It's not such a dangerous game from the point of view of a playoff series, in which a team can afford to lose a game or two. But for keeping a streak alive, when no losses can be tolerated, it's a ticking clock. Against weak opponents, the Heat offense is at its very best for only a few possessions per game.
Even in a streak like this, it's important to think about the long term. You can't win a marathon at Mile 16.
Very sophisticated research in elite soccer has shown that just two competitions a week, as opposed to the traditional one per weekend, ramps up the injury risk significantly. It removes entirely the ability for a player to do a real conditioning workout and recover in time for the next contest. Getting the same exercise in games comes with vastly higher injury risks. Conditioning and rest have real benefits that professional basketball players know too little.
The cost is that we seldom get to see the best NBA players -- who play far more than twice a week -- performing at their very best.
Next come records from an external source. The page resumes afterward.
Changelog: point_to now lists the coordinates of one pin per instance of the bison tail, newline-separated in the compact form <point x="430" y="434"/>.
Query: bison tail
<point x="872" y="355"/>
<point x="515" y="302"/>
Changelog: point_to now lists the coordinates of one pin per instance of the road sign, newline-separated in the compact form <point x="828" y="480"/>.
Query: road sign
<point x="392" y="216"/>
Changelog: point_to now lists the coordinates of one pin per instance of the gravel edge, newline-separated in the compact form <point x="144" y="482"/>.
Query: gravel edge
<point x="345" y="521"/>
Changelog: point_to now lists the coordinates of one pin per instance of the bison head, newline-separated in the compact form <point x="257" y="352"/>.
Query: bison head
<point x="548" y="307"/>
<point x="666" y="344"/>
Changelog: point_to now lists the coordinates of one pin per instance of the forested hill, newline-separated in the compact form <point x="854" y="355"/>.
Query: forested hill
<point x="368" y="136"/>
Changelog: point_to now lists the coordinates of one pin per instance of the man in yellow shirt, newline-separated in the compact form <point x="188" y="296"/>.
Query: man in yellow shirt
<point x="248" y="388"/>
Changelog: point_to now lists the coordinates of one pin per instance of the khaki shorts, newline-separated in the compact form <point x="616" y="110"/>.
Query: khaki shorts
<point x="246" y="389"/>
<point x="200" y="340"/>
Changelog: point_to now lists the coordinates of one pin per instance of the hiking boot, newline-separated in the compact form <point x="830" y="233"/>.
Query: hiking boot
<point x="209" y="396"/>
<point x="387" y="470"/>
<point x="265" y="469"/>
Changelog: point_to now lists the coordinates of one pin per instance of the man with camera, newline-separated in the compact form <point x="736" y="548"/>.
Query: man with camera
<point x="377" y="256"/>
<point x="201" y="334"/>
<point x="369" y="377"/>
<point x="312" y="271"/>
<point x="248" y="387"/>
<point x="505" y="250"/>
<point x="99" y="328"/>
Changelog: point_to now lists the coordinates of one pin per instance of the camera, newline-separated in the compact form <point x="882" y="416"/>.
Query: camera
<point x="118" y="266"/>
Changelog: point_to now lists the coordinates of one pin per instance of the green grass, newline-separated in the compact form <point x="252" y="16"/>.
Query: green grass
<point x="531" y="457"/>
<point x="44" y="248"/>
I have asked several players recently at what time of year they're at their physical best. So far, to a man, they answer: training camp.
(How messed up is that, from the league's point of view? They're at their physical best, and nobody is even watching.)
From there, no matter how tough your spirit or inspired your workout plan, it's an athletically degrading league-mandated saga of long travel, short sleep, minimal conditioning and a growing collection of injuries, bangs and bruises. One injury expert told me he thought almost every NBA injury was an overuse injury.
"When you get down to those late months and the playoffs, you know that guys aren't at their peak physically," says the Heat's James Jones. "They're gutting it out. You're seeing performances in spite of injuries, in spite of fatigue, in spite of nicks and bruises. And that's where the greatness is revealed."
Where it's not revealed, at least not intelligently, is in a Monday night in March, on the road against the lottery-bound Magic.
The Heat could lose at any time, because any team can lose at any time. Because in this league, it's about fatigue and injury risk as much as it is about the other team. To win that contest, you've got to ration your A-game.